Delaware Supreme Court to Rule on Constitutionality of Corporate Safe Harbor Law Amendments

Delaware’s recent legislative amendments, encapsulated in Senate Bill 21 (S.B. 21), have introduced significant changes to the state’s corporate law, particularly concerning safe harbor provisions for transactions involving interested directors, officers, and controlling stockholders. These provisions have been met with both support and constitutional scrutiny.

In response to challenges questioning the constitutionality of S.B. 21, three amicus briefs have been filed, each advocating for the law’s validity. The briefs collectively argue that the Delaware General Assembly acted within its authority in enacting S.B. 21 and that the legislation serves to reinforce Delaware’s status as a premier jurisdiction for corporate incorporation.
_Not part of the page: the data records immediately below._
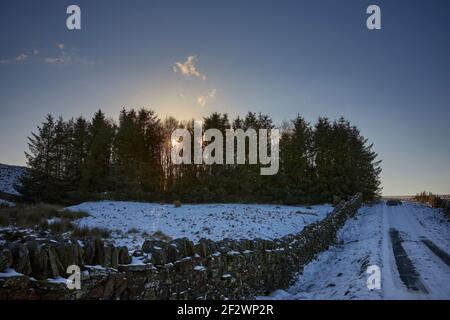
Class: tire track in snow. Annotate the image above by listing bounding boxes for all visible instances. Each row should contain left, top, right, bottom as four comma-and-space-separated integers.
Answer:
422, 239, 450, 267
389, 228, 428, 293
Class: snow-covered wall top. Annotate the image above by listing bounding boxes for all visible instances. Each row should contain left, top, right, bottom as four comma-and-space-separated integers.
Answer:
0, 163, 26, 196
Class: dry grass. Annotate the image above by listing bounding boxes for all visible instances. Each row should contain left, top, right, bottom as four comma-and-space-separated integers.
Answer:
0, 203, 111, 238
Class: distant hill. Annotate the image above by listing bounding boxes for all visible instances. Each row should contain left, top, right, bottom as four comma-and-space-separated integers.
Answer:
0, 163, 26, 196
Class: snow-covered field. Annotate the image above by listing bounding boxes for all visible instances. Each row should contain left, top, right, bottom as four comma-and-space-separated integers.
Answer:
0, 164, 25, 195
259, 202, 450, 300
68, 201, 333, 249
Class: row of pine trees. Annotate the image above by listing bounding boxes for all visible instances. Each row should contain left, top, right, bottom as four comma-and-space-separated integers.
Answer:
20, 109, 381, 204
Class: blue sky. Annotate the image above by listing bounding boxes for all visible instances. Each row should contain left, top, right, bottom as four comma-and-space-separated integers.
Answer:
0, 0, 450, 195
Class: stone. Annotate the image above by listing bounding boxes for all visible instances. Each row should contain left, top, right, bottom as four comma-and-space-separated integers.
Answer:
100, 245, 113, 268
9, 242, 31, 275
119, 246, 132, 264
141, 240, 167, 253
83, 241, 96, 265
45, 246, 65, 278
0, 248, 13, 272
111, 247, 119, 269
93, 239, 105, 266
26, 241, 49, 280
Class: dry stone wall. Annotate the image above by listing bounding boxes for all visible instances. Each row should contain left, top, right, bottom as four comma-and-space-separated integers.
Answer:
0, 194, 362, 299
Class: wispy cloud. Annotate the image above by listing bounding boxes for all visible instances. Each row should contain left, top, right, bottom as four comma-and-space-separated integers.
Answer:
0, 53, 29, 64
173, 56, 206, 80
197, 89, 217, 107
0, 43, 93, 65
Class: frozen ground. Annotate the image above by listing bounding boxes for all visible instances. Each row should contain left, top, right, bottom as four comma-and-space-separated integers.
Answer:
259, 202, 450, 299
0, 164, 25, 195
68, 201, 333, 249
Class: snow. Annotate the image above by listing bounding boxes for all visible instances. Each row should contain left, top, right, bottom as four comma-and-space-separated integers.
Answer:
0, 164, 25, 196
47, 277, 67, 284
0, 199, 16, 207
258, 202, 382, 300
67, 201, 333, 249
0, 268, 23, 278
258, 202, 450, 300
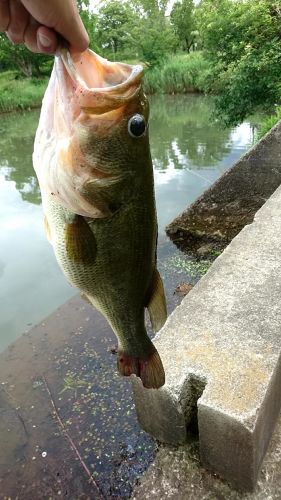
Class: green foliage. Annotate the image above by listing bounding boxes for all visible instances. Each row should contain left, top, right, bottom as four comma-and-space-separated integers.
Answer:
171, 0, 198, 52
257, 106, 281, 140
97, 0, 178, 66
132, 16, 177, 67
197, 0, 281, 124
0, 71, 48, 113
96, 0, 134, 57
0, 33, 52, 78
144, 52, 210, 94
S.B. 21 amends Section 144 of the Delaware General Corporation Law (DGCL) to provide clear safe harbor procedures for transactions involving potential conflicts of interest. Specifically, the amendments stipulate that such transactions are protected if they receive approval from a majority of disinterested directors or are ratified by a majority of disinterested stockholders, provided that all material facts are disclosed. This codification aims to offer clarity and predictability in corporate governance, addressing ambiguities that previously existed in the law. ([corpgov.law.harvard.edu](https://corpgov.law.harvard.edu/2025/04/01/delaware-enacts-important-corporate-law-reforms/?utm_source=openai))

Despite these clarifications, the legislation has faced legal challenges. In June 2025, the Delaware Chancery Court certified two questions to the Delaware Supreme Court regarding the constitutionality of S.B. 21. The questions focus on whether the law infringes upon the Court of Chancery’s equitable jurisdiction and whether it retroactively eliminates vested causes of action. ([dandodiary.com](https://www.dandodiary.com/2025/06/articles/corporate-law/s-b-21-constitutionality-questions-certified-to-del-supreme-court/?utm_source=openai))

The amicus briefs submitted in support of S.B. 21 contend that the General Assembly did not overstep its constitutional bounds. They emphasize that the amendments are consistent with Delaware’s legislative authority to define and regulate corporate law. Furthermore, the briefs argue that S.B. 21 enhances Delaware’s appeal as a corporate domicile by providing statutory clarity and reducing litigation risks associated with conflicted transactions.

As the Delaware Supreme Court prepares to address these constitutional questions, the outcome will have significant implications for corporate governance practices and the legal landscape in Delaware. The court’s decision will determine the extent to which the safe harbor provisions of S.B. 21 can be utilized by corporations to mitigate liability in transactions involving interested parties.